My greatest enemy is a sly one, one who only likes to come out to kick me when I'm down. She hides in corners, slinking about in the shadows, waiting, with an evil and malicious glint in her eyes. In moments when I'm about to break, she pounces, savoring the thrill of the hunt, and the sweet, bitter taste of my despair. Every word I say, she says right back. Only on the return, they're sharp and dripping with poison.
"You're not good enough" she says.
"You're not smart enough" she says.
"Everything you make, do, or say is simply garbage. You'll never make it to the top, and you'll never win. You will forever be nobody."
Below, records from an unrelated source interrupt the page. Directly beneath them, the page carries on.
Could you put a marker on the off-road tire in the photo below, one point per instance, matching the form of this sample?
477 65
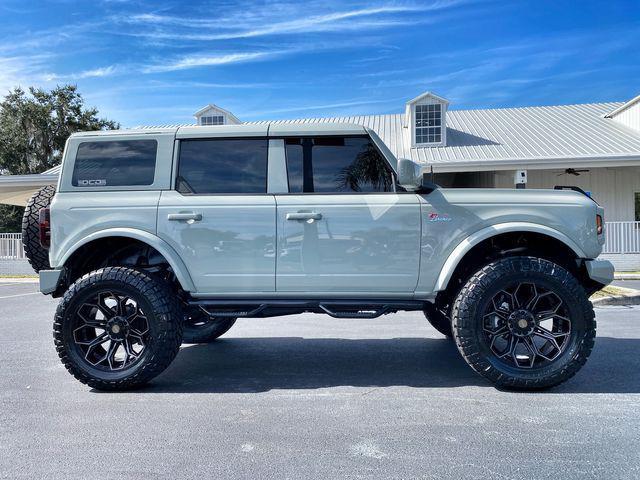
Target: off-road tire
208 331
469 307
164 319
438 320
37 255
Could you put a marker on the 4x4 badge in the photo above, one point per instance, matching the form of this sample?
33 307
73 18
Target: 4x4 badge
439 217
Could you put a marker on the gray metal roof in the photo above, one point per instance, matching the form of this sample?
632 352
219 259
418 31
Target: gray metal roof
494 138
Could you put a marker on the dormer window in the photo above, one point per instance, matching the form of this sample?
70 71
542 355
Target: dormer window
212 120
213 115
429 123
426 117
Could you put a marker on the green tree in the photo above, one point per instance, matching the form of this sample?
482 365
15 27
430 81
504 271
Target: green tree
34 127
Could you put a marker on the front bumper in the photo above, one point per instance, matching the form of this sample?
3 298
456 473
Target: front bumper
600 271
49 280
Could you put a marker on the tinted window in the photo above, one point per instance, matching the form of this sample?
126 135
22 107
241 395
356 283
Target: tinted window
115 164
223 166
336 164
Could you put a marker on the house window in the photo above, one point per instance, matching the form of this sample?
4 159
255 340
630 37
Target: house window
212 120
429 123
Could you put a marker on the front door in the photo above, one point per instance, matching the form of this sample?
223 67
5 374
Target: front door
342 230
220 219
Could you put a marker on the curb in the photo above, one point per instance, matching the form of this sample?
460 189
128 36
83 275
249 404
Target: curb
618 300
18 279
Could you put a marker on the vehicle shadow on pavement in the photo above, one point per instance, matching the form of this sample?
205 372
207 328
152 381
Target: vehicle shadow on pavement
247 365
237 365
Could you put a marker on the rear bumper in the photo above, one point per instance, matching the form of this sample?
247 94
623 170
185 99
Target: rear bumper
600 271
49 280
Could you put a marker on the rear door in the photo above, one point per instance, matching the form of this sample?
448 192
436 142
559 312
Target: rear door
220 218
342 228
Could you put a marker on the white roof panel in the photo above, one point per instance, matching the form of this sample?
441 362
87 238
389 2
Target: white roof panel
506 136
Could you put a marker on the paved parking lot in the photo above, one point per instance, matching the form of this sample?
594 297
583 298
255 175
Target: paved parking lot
313 397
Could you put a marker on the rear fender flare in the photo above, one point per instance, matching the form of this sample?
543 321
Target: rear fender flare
468 243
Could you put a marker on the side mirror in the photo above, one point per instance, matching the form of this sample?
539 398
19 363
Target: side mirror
409 174
426 185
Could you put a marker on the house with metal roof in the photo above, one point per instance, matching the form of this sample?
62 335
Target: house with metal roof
592 146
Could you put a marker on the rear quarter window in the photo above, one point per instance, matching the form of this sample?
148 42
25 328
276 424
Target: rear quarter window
115 163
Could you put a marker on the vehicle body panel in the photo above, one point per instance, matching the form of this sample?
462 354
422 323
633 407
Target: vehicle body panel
362 243
232 248
455 220
391 245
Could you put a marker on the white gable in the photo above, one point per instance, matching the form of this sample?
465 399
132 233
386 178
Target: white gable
214 115
628 114
425 117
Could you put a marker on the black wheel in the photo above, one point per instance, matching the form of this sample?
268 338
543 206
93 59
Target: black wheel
117 328
37 255
438 319
524 323
198 327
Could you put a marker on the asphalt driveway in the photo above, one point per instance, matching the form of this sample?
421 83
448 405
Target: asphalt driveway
313 397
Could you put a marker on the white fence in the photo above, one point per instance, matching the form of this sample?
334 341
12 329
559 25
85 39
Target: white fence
11 246
621 237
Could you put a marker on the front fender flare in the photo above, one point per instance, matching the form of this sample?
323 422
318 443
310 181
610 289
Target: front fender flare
174 260
471 241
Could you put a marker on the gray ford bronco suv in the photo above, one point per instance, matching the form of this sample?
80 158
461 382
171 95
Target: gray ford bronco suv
157 237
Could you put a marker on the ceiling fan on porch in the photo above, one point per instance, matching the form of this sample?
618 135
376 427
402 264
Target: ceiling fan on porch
573 171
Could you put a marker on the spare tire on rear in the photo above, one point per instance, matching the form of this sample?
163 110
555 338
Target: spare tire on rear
37 255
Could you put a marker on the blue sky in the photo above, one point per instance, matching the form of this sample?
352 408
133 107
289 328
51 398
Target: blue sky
143 62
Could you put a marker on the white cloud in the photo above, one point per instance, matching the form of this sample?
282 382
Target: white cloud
262 23
194 61
99 72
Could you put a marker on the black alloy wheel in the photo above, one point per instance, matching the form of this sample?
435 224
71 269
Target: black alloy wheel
524 323
117 328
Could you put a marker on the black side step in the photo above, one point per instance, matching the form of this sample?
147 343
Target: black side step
275 307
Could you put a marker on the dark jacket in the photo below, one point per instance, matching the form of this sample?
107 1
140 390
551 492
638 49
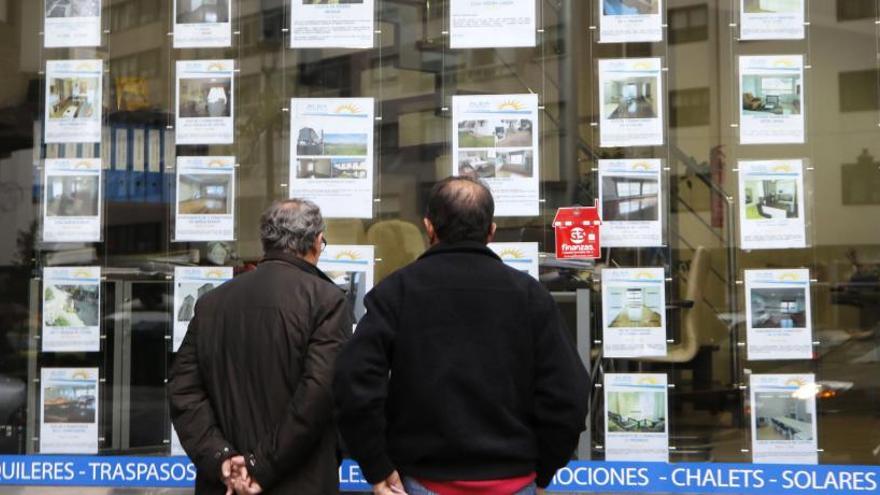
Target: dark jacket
253 377
484 382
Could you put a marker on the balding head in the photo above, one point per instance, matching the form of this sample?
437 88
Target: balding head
461 209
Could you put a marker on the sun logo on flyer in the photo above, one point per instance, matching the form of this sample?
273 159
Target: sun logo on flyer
511 105
347 254
511 254
349 108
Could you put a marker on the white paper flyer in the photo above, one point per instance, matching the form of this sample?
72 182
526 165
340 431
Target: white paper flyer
74 101
779 320
522 256
636 412
202 24
633 312
190 284
71 309
784 419
205 207
626 21
495 139
771 204
72 23
331 154
72 199
772 96
631 202
69 407
492 23
205 101
772 19
631 97
351 268
333 24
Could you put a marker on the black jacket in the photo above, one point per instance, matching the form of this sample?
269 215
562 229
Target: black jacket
484 382
253 377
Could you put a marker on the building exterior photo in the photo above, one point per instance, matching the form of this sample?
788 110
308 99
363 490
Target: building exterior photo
732 149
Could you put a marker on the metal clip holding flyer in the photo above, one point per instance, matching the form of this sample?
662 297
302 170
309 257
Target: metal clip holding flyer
331 154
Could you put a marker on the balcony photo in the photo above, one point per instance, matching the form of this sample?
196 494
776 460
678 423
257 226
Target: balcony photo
636 412
626 198
205 97
202 11
781 417
779 307
631 98
635 307
631 7
72 8
73 98
771 199
204 194
72 196
772 6
74 401
771 94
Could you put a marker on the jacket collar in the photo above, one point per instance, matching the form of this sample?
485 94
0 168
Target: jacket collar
296 261
472 247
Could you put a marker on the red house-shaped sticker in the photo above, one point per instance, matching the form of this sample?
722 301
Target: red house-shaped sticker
577 232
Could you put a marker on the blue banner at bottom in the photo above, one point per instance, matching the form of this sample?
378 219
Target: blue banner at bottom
578 476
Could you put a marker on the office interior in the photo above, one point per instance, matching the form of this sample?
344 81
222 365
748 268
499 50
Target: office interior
413 74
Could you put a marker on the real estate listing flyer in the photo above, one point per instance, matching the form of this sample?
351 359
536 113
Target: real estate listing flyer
322 24
492 23
636 417
629 21
69 407
72 199
772 95
783 418
202 23
205 95
771 204
779 321
331 154
74 101
631 99
631 202
71 309
176 447
522 256
72 23
495 139
633 312
190 284
351 268
205 206
772 19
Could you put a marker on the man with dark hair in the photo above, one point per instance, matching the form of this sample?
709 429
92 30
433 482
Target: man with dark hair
460 378
250 389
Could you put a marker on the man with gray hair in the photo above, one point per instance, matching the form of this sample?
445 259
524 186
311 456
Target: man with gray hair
250 389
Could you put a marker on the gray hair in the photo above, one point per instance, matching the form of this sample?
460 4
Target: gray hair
291 225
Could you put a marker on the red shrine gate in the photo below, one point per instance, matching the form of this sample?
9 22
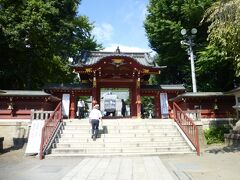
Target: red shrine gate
116 70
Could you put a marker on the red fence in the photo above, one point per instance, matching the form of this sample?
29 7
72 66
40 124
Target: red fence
187 125
49 128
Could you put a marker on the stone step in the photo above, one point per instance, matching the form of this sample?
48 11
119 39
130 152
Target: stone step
107 130
118 154
126 135
123 122
120 150
118 145
113 139
121 137
111 127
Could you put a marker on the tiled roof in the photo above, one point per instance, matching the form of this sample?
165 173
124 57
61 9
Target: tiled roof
89 58
165 87
199 94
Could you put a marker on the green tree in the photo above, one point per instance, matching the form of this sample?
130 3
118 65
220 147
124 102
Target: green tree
224 31
163 24
37 39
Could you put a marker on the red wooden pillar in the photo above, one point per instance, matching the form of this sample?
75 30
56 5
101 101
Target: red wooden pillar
157 105
95 89
136 98
72 105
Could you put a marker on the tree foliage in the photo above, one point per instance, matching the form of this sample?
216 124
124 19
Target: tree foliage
224 30
163 24
37 37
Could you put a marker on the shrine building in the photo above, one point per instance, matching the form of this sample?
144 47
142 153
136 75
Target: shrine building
129 70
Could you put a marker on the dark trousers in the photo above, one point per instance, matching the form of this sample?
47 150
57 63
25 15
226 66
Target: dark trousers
95 125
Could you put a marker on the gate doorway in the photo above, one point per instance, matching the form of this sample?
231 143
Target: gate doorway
115 102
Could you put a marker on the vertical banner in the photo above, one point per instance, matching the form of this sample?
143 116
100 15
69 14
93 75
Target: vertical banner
35 136
65 105
164 105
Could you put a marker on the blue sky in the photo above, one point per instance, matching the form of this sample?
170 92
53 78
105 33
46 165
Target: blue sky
117 23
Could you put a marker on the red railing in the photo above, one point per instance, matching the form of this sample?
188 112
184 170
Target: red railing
187 125
49 128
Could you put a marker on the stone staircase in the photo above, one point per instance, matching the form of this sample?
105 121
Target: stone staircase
121 137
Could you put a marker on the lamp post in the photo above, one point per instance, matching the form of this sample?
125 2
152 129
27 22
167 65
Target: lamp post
188 41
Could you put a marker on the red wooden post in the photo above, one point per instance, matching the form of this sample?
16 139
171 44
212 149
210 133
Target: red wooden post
72 105
157 105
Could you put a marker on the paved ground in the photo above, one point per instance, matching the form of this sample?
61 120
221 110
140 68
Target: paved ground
216 162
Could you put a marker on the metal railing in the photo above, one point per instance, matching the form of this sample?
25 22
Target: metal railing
49 128
187 125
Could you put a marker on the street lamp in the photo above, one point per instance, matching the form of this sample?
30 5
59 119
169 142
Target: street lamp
188 41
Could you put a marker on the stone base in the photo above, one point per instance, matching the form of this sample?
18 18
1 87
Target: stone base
232 139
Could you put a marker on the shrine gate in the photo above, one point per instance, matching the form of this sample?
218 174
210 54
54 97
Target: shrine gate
117 69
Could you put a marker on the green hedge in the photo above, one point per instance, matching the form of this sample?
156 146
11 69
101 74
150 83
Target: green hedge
215 134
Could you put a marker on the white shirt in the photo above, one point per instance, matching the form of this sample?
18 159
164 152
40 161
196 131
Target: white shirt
80 103
95 114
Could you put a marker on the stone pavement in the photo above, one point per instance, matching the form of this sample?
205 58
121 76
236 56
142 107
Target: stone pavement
214 163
These words, they hurt. They sting and they burn. My sensitive composure causes the tears to fall, and I sit there quietly crying to myself. She's not done though, not in the slightest. But this time, instead of tainting my own words, she sits back and uses her own. They're strong words, full of frustration, anger, and well, reality.
"Oh, now you're crying? Please, you have no right to cry. The world is filled with people who are worse off than you, filled with those whose problems are more complex than yours. Don't look at me like that, you know it's true. Just look at your friends, the ones who have issues at home, or even with themselves. If anyone has the right to cry, it's them. So get the fuck over yourself."
And with that, she stops, always knowing just how much I will take without lashing back. Her face pulls itself into a maniacal grin, as she slinks back into the shadows. That's her favorite place to be, her personal domain, somewhere where it's dark and quiet. You probably can't see her, but I know she's there. And I'd warn you to watch out for her, but she wears such a cleaver mask
you would never know.
Very few have actually seen her, maybe only one or two. So I guess this makes me the lucky one, the big grand prize winner. Because you see, I get to see her every day, every time I look into a mirror. She never shows herself, but I know she's there, since I can see her eyes within my own.
I guess simply put, my greatest enemy is myself.